My Goal as a Christian Counselor
My goal is to meet you in whatever you are struggling with and walk with you toward healing, hope, and health. I approach counseling from a client-centered strength-based perspective, tailoring my methods to your unique strengths and needs. I am educated and trained in a wide variety of therapeutic models and I will aim to integrate these in ways that uniquely relate to you.
I think of myself as a personal trainer: I will provide tools and resources that you can use to empower yourself as you cultivate health and freedom. Very often, I will work on goal setting and assign homework to hone the skills learned in therapy. I am an active counselor who will give you regular feedback and direction. I also enjoy using humor and having fun while working together.

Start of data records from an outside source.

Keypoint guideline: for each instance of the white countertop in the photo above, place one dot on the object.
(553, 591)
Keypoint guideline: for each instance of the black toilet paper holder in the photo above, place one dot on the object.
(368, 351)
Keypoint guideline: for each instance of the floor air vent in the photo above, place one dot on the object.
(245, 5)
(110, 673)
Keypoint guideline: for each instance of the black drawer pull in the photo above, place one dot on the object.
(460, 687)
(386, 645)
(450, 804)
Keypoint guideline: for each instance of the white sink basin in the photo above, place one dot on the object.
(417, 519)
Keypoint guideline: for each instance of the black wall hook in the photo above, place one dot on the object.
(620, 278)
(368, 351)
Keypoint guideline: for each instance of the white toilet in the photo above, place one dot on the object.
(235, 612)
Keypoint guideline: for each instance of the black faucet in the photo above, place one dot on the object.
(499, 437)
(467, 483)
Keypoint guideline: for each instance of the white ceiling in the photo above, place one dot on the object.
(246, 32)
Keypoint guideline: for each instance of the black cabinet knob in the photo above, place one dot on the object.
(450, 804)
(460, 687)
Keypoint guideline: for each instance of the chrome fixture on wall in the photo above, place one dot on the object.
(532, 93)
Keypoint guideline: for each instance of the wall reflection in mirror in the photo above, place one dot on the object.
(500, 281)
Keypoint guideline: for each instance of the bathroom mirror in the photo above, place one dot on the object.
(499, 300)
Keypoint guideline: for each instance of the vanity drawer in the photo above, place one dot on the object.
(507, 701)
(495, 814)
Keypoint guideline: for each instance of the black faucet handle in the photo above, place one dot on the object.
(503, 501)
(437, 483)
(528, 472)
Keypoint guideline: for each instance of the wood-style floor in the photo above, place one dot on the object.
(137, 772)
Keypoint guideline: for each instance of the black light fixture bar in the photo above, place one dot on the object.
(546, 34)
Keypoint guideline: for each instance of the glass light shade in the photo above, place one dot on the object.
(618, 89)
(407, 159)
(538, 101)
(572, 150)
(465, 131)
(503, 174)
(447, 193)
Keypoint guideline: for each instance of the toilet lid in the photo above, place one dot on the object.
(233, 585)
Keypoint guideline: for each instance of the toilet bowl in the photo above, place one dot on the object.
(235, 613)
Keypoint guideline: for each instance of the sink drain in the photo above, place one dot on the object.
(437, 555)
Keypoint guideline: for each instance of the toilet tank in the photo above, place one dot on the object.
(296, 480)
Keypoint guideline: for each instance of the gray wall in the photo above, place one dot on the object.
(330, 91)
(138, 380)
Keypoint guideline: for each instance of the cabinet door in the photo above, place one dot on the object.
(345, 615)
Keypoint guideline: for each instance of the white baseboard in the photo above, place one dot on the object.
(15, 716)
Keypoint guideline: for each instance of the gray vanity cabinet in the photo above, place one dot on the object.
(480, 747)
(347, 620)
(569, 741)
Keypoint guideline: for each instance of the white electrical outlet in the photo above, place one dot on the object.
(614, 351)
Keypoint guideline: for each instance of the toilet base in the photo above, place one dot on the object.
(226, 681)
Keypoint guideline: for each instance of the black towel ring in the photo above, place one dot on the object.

As much as possible, it is my goal to provide brief solution-focused therapy to all my clients. I hope to help you get good at life, not at coming to therapy.

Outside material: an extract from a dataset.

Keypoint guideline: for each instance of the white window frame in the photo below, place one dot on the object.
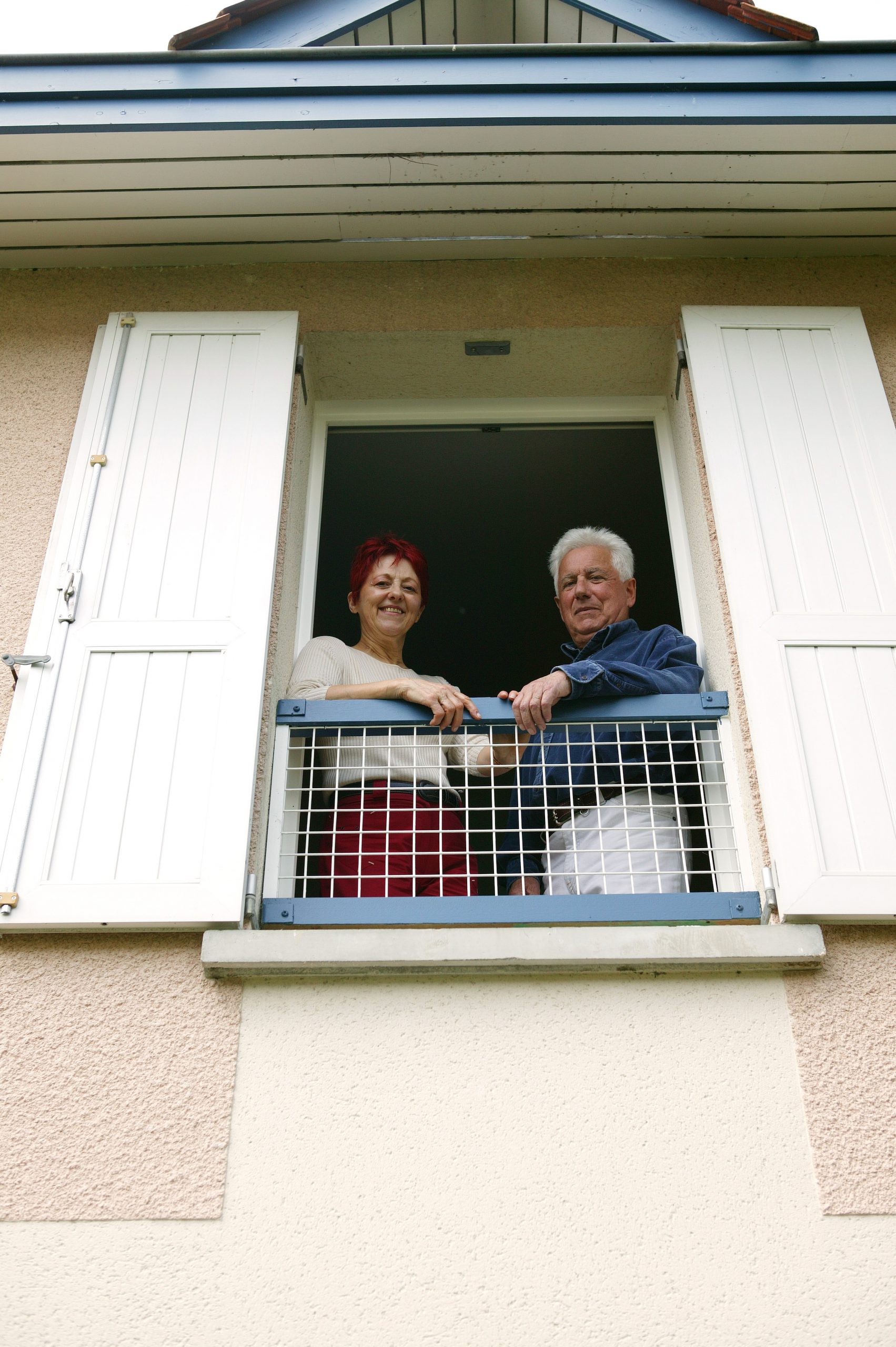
(534, 413)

What I Offer in Christian Counseling
I believe sustainable, wholehearted change requires addressing all aspects of how God created you (biological, psychological, social, and spiritual).
Improving biological health involves healing and changing anything in your physical body that impacts your overall wellbeing, such as sleep, diet, exercise, biochemistry, physical pain, etc. You can love Jesus with your whole heart and have great healthy relationships and positive views of yourself but if you suffer from low levels of serotonin, chronic pain, or just stay up all night eating gummy worms and drinking Mountain Dew, it is going to make the rest of the healing process more challenging. We will work to help you correct unhealthy behaviors in these areas and build a solid biological foundation to support the rest of your personal healing and growth.

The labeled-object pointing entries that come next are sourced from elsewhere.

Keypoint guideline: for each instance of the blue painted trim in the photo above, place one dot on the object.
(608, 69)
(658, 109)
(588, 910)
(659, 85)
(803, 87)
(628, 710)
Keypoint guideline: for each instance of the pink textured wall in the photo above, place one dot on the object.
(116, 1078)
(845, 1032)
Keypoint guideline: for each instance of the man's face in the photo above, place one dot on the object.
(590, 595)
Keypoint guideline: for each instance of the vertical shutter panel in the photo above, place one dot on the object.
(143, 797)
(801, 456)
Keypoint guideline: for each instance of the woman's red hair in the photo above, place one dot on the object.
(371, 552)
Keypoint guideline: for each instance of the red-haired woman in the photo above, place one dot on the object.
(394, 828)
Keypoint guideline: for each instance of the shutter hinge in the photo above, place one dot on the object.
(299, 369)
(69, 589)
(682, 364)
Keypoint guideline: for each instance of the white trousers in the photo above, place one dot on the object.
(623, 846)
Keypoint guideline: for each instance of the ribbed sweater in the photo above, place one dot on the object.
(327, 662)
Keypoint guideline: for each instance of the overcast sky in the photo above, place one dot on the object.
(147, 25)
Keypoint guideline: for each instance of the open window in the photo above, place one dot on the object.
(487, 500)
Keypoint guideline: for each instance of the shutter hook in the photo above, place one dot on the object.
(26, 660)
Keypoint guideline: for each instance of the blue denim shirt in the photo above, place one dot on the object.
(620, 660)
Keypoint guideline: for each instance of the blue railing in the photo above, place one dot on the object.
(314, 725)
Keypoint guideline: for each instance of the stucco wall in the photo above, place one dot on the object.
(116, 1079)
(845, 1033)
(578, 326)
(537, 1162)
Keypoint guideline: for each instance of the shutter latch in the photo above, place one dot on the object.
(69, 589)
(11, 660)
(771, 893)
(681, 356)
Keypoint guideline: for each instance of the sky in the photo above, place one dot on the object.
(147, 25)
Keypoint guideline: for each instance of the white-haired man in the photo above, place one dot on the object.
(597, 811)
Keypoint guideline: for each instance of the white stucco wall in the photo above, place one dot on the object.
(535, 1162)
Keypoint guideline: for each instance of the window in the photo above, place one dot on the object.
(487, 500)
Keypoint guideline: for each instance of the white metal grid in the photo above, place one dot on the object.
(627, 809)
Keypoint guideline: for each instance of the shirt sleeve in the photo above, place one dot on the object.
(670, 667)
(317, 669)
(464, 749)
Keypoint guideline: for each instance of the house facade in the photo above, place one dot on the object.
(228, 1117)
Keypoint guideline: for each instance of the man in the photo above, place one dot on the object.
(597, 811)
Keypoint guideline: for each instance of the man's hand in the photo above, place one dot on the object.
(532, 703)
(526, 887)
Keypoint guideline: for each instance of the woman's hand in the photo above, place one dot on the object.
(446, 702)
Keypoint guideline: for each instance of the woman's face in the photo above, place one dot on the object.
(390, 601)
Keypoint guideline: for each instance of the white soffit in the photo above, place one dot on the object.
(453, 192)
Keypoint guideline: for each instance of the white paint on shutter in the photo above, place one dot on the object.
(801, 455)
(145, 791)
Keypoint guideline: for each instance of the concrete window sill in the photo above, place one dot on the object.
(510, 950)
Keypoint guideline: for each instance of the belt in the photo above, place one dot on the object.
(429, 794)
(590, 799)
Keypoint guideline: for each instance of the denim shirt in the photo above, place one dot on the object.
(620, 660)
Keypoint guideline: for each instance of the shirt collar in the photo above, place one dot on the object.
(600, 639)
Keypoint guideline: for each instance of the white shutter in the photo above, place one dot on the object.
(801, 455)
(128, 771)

Improving psychological health involves acknowledging and changing unhealthy thought patterns and engaging undesirable emotions more effectively, as well as healing early attachment wounds and/or relational traumas experienced earlier in life. These core wounds are wired so deeply in your lower brain and nervous system that they are quite literally more felt in your body than consciously thought about in your mind. Behavioral changes alone are not likely to heal these deeper wounds that require more experiential rewiring.
Improving social health involves helping you relate to others in more meaningful ways. You will struggle to thrive as long as you are living in relational isolation, abuse, secrecy, incongruence, conflict, codependence, etc. It is imperative for you to learn to live in relationship with others in skillful and effective ways which requires cultivating a great deal of courage, willingness, vulnerability, empathy, attunement, responsibility, assertiveness, boundaries, and healthy communication.
Improving spiritual health involves deepening your belief and commitment to know and follow God. If you have a pulse, you have likely struggled with unpleasant feelings toward God such as fear, doubt, disbelief, anger/resentment, confusion, etc. Spoiler alert: it’s okay. In fact, I am convinced that these are gifts we experience to enjoy deeper intimacy with God. We grow through these spiritual struggles, not apart from them.
My Approach to Treating Addiction as an Intimacy Disorder
“The opposite of addiction is not sobriety; the opposite of addiction is connection.” ~ Yohan Hari
I approach addiction as a relational dis-ease or disconnection from ourselves, God, and others. Addiction is less of a problem to fix and more of a wound to heal. Too often addiction counseling focuses on fixing the negative behaviors of addiction rather than healing the intimacy wounds that drive the behaviors. Relational recovery is all about recovering and restoring our healthy connection with God, ourselves, and others. This starts with sobriety but doesn’t end there.